Demystifying Obsessive Compulsive Disorder (OCD)

Written by therapist Elizabeth Erickson, LCSW

Date: 09/03/12

Although the term “OCD” is commonly used to describe people who are very neat, organized, or picky, clinical OCD is often misunderstood.  OCD, or Obsessive Compulsive Disorder, involves having intrusive obsessive thoughts and then feeling compelled to perform rituals to reduce the anxiety related to these thoughts.  People with OCD also may avoid situations that are associated with their fears.  Obsessions may involve germs, illness, social embarrassment, death, natural disasters, violence towards others, inappropriate sexual behavior, and symmetry (odd numbers, placement of objects).

OCD appears to begin with misinterpreted thoughts. An average person thinks about 4000 thoughts a day, and some of these thoughts are unpleasant and intrusive.  In fact, unpleasant intrusive thoughts are experienced by 90-99% of the population.  People with OCD develop obsessions from these common and universal thoughts.  Obsessions occur when intrusive thoughts are misinterpreted in ways that lead the person to become overly anxious. Obsessions are different from normal intrusive thoughts because they occur more often, last longer, and are more distressing.

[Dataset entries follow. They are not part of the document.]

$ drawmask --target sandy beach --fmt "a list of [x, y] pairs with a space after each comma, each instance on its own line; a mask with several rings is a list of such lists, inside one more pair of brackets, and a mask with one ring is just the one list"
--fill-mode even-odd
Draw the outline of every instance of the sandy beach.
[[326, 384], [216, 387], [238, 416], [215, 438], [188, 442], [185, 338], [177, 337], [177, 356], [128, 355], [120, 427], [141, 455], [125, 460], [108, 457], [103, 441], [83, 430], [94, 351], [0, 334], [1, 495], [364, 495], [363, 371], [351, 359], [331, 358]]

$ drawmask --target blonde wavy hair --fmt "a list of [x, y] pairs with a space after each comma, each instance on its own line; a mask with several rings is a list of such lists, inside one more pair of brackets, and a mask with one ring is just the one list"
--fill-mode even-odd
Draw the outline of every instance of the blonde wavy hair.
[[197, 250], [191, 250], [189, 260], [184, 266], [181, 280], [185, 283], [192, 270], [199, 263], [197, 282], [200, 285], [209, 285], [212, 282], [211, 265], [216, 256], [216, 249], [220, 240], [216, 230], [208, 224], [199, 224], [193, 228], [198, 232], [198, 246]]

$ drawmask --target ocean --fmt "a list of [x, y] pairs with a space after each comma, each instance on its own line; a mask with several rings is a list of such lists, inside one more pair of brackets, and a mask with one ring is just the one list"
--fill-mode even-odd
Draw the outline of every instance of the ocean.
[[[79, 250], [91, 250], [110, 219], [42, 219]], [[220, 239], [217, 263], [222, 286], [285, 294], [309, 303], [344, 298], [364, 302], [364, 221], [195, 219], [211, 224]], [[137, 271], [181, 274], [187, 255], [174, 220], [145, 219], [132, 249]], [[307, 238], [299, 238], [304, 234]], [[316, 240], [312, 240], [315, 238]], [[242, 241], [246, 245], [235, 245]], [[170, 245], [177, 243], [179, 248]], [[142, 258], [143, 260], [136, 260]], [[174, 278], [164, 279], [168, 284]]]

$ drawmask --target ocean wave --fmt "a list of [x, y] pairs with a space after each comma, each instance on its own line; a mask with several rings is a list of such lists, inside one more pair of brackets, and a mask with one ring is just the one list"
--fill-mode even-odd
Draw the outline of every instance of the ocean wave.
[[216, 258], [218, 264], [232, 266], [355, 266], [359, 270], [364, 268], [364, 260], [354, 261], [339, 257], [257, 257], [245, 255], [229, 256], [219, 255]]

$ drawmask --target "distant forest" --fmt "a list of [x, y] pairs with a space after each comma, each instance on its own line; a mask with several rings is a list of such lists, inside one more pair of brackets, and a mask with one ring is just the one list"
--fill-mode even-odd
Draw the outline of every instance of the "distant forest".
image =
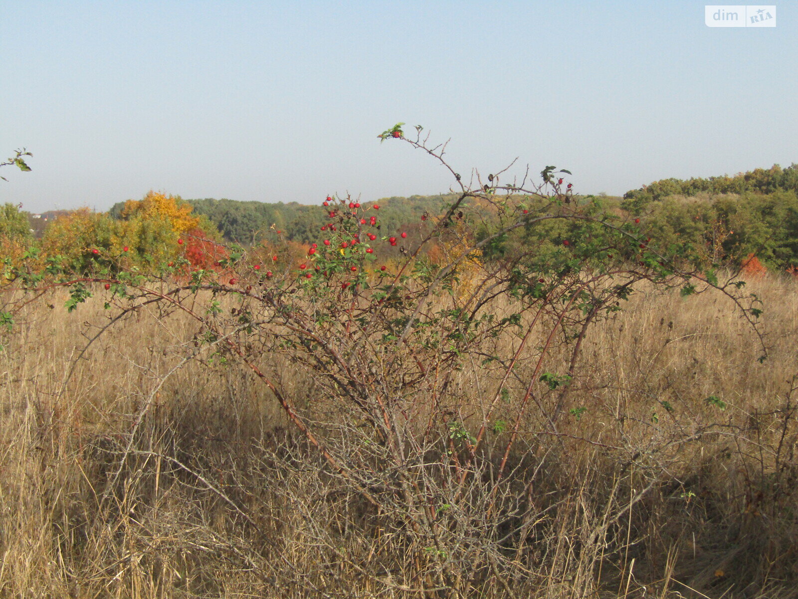
[[[379, 226], [383, 235], [406, 231], [417, 239], [425, 215], [430, 220], [443, 212], [453, 194], [389, 197], [367, 202], [378, 204]], [[756, 169], [733, 176], [679, 180], [663, 179], [627, 192], [622, 197], [578, 196], [577, 201], [591, 201], [618, 211], [629, 220], [639, 219], [658, 245], [688, 241], [708, 264], [740, 264], [752, 255], [769, 268], [784, 270], [798, 266], [798, 165], [782, 169]], [[257, 201], [204, 198], [182, 200], [192, 213], [201, 217], [211, 238], [245, 247], [278, 240], [294, 247], [318, 242], [322, 227], [328, 224], [328, 208], [320, 200], [314, 205], [298, 202], [267, 204]], [[523, 198], [519, 199], [523, 201]], [[106, 218], [120, 220], [124, 204], [115, 204]], [[330, 208], [334, 208], [331, 206]], [[64, 211], [59, 211], [59, 213]], [[55, 212], [30, 218], [35, 237], [57, 220]], [[45, 218], [46, 216], [46, 218]], [[468, 234], [479, 240], [487, 234], [498, 216], [486, 212], [472, 223]], [[218, 231], [213, 231], [215, 228]], [[0, 232], [2, 231], [0, 223]], [[484, 248], [487, 260], [509, 260], [523, 253], [531, 244], [548, 244], [579, 234], [578, 225], [567, 221], [527, 224]]]

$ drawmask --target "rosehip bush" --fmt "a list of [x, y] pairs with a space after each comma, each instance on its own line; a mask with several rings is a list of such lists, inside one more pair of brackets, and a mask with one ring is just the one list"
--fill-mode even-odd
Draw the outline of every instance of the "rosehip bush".
[[[409, 137], [403, 125], [381, 141], [425, 153], [451, 173], [456, 192], [409, 236], [384, 228], [376, 204], [330, 196], [318, 207], [326, 224], [301, 264], [276, 254], [253, 260], [234, 248], [215, 254], [223, 275], [199, 268], [184, 284], [173, 275], [188, 264], [185, 258], [148, 273], [109, 269], [107, 276], [74, 279], [51, 264], [6, 277], [32, 294], [68, 287], [69, 309], [100, 284], [116, 318], [152, 304], [188, 315], [191, 343], [237, 362], [271, 391], [323, 462], [324, 496], [360, 502], [367, 518], [352, 526], [361, 527], [365, 543], [380, 531], [381, 567], [407, 574], [401, 585], [373, 576], [386, 590], [424, 586], [437, 596], [476, 597], [496, 580], [533, 588], [540, 559], [534, 540], [555, 534], [547, 528], [545, 494], [534, 490], [533, 466], [542, 463], [537, 436], [558, 438], [563, 451], [598, 444], [619, 462], [648, 459], [622, 431], [614, 445], [589, 432], [563, 432], [569, 415], [586, 418], [582, 351], [595, 323], [621, 311], [642, 284], [725, 295], [757, 335], [760, 308], [756, 296], [742, 294], [742, 281], [699, 269], [689, 244], [662, 247], [599, 198], [575, 194], [568, 171], [546, 166], [531, 181], [513, 178], [511, 165], [487, 177], [474, 171], [466, 180], [444, 160], [445, 146], [429, 145], [421, 126]], [[508, 253], [508, 236], [521, 230], [528, 239], [539, 233], [540, 243]], [[202, 244], [211, 255], [213, 242]], [[444, 249], [430, 260], [435, 246]], [[387, 262], [389, 255], [398, 258]], [[223, 301], [230, 309], [221, 309]], [[196, 307], [203, 302], [205, 311]], [[3, 322], [19, 305], [18, 298], [6, 300]], [[310, 375], [312, 396], [298, 395], [279, 375], [278, 357]], [[271, 459], [290, 470], [311, 458]], [[641, 489], [668, 476], [653, 457], [642, 471]], [[290, 486], [275, 492], [300, 508], [312, 505]], [[620, 486], [608, 492], [606, 518], [613, 523], [645, 498]], [[362, 570], [361, 557], [342, 552], [313, 510], [304, 516], [309, 548]], [[586, 572], [599, 543], [611, 553], [626, 541], [608, 540], [610, 528], [595, 523], [574, 549], [588, 569], [574, 579], [576, 596], [595, 592]]]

Since we have 4000 thoughts a day, we are constantly monitoring and judging the thoughts that go through our head, deciding whether each are good or bad, important or unimportant, safe or dangerous. When someone misinterprets normal intrusive thoughts as very important or threatening, she tricks her body into reacting as if this harmless thought is very dangerous.

When someone misinterprets a thought as dangerous, she activates her fight-or-flight system.  The flight-or-flight system releases adrenaline to prepare her to take action to protect herself.  The breathing rate increases, the heart races, the muscles tense up, the mind races, etc.   In short, the mind tricks the body into believing it is in danger and then wants to avoid the “dangerous” thought or feared situation.  The person will then begin trying to fight and actively avoid these thoughts and feared situations.

The problem is that the harder someone tries to not think a thought, the stronger the thought becomes.   Eventually, the thought takes on a life of it’s own.  As a result people can become disabled with fear and consumed with performing ritualistic behaviors that help temporarily reduce their anxiety.

Despite OCD being a disabling disorder, the good news is that people usually get much better with treatment.  Treatment involves education, cognitive behavior therapy, gradual exposure, and response prevention.  Treatment works by reducing fears, reducing urges to perform rituals, and changing the ways clients interpret their thoughts.

Because OCD does not usually get better on it’s own, I encourage anyone with OCD to seek treatment.  I personally enjoy treating clients with OCD because the treatment is so effective.  I usually see noticeable changes in my clients’ anxiety and functioning in a relatively short time.  If you are not able to access or afford professional treatment, I recommend the self-help workbook Getting Over OCD: A 10-Step Workbook for Taking Back Your Life  by Jonathan S. Abramowitz, Ph. D.